Bagian 54: Tentang jarak dan perasaan

6.9K 1K 6
                                    

guys, maaf banget jadi jarang update huhuuuu
makasih buat kalian yang tetap nungguin, lopyuuuu

****

"Makan dulu, Jeff," ucap Mami sambil meletakkan sepotong sandwich dan segelas susu putih di meja belajar putra pertamanya.

"Iya, Mih," Jeffrey menyeruput susu putih tersebut lalu lanjut menarikan jemarinya di atas keyboard laptop.

"Tugas bisa menunggu, tapi perut kamu enggak. Kamu harus dalam keadaan yang baik supaya menghasilkan pekerjaan yang baik."

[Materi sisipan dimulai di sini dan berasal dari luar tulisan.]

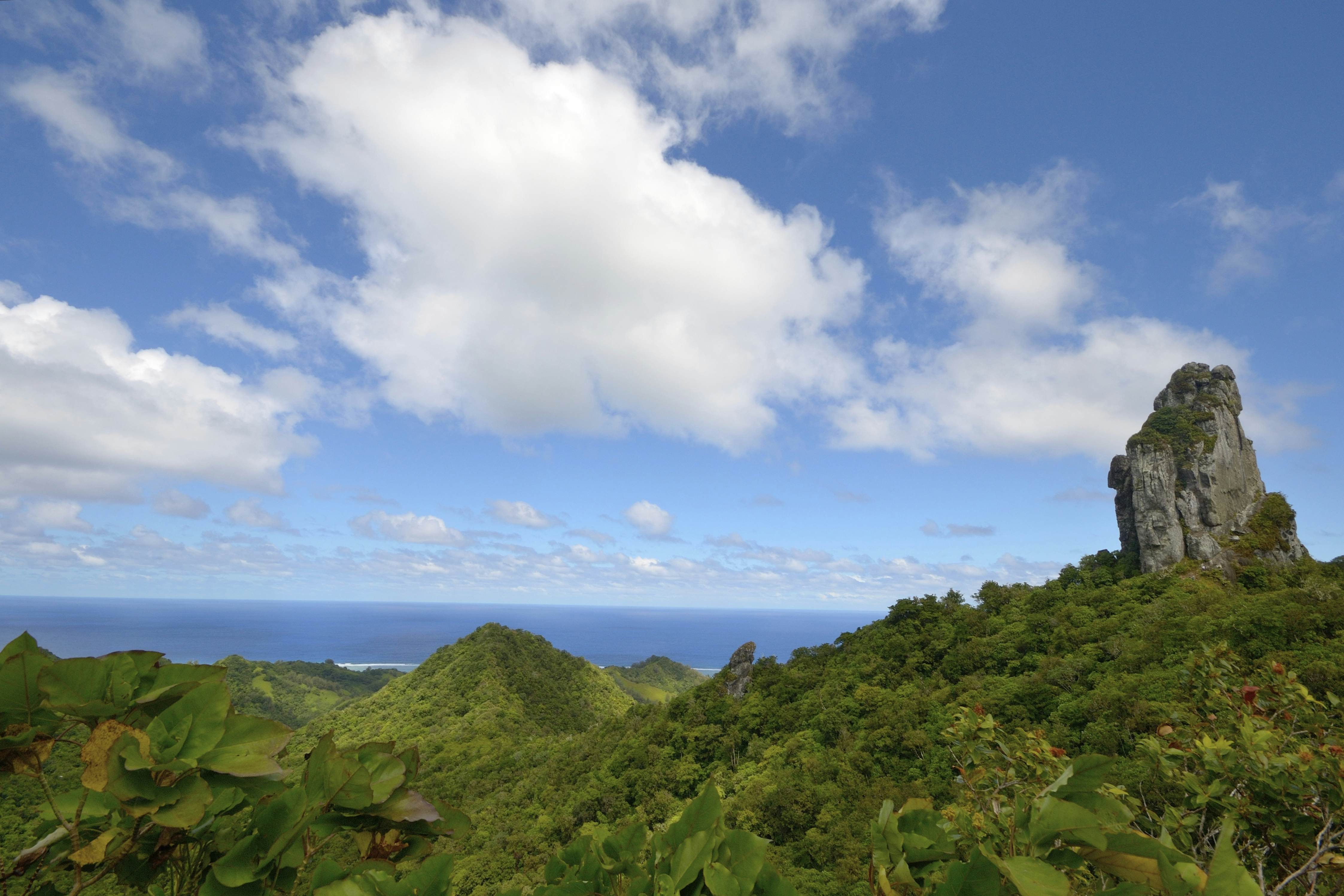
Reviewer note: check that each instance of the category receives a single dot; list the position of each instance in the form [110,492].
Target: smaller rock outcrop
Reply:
[740,669]
[1189,484]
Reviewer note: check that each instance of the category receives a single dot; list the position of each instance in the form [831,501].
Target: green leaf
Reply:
[721,880]
[1181,879]
[329,770]
[1034,878]
[406,805]
[698,816]
[1226,875]
[204,708]
[386,773]
[97,805]
[1084,774]
[1109,810]
[80,687]
[239,866]
[978,878]
[189,807]
[21,700]
[1066,821]
[1127,890]
[279,821]
[744,854]
[326,872]
[769,883]
[691,858]
[627,844]
[248,747]
[174,679]
[435,878]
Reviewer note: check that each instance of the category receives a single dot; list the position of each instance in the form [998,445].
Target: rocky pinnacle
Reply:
[1189,484]
[740,667]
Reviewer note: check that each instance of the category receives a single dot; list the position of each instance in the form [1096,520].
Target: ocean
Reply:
[404,634]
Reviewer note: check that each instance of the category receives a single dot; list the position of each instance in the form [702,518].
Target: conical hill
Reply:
[474,704]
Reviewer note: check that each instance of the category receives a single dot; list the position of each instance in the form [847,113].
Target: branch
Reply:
[1323,845]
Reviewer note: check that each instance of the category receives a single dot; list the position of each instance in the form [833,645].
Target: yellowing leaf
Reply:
[99,749]
[1138,870]
[95,851]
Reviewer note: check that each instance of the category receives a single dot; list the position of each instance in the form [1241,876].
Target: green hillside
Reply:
[655,680]
[535,749]
[294,692]
[487,711]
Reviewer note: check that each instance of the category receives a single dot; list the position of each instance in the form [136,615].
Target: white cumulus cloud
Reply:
[1029,371]
[650,519]
[222,323]
[521,514]
[250,512]
[86,416]
[1246,227]
[781,60]
[406,527]
[174,503]
[537,260]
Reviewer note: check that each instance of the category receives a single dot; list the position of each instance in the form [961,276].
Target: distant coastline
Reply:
[401,636]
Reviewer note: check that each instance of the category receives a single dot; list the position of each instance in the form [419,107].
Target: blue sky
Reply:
[804,304]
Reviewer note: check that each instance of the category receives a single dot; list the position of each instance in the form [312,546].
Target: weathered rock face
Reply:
[740,667]
[1189,484]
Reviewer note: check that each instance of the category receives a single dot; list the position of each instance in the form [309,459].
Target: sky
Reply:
[812,304]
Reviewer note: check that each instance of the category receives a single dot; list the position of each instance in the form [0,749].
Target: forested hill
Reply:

Dengan patuh, Jeffrey menyingkirkan tangannya dari laptop, beralih ke sandwich buatan Mami. Seminggu ini Jeffrey benar-benar fokus mengerjakan penelitian sesuai dengan judul skripsi yang ia ambil. Sulit sekali menjaga semangat untuk mengerjakan tugas akhir ini, jadi ketika jiwa Jeffrey sedang menggebu-gebu seperti sekarang, ia akan segera menyelesaikan apa yang bisa diselesaikannya.

"Lagi nggak ngomong sama Jevano?" tanya Mami ditengah aktivitas makan Jeffrey.

Jeffrey meletakkan piringnya lalu menatap Mami dengan serius, mungkin sekarang waktu yang tepat untuk membicarakannya.

"Mami tau satu-satunya alasan Jevano diemin Jeffrey berhari-hari," ujar Jeffrey.

Mami mengangguk paham. Ya, satu-satunya masalah di antara dua bersaudara itu adalah sikap mereka yang bertolak belakang. Salah satunya dalam menyikapi permasalahan dengan Papi mereka. Jeffrey yang lebih dewasa telah memaafkan Papinya dan menjalin hubungan selayaknya dahulu kala ketika keluarga mereka masih utuh, sementara Jevano yang belum membuka pintu maafnya sama sekali.

"Mi, Papi tawarin aku S2 di Amerika," ucap Jeffrey membuat permasalahan antara dirinya dan Jevano jelas bagi Mami Meisha.

"Kamu sendiri gimana?" tanya Mami, "Ya, kalau kamu memang mau kuliah disana, lakukan."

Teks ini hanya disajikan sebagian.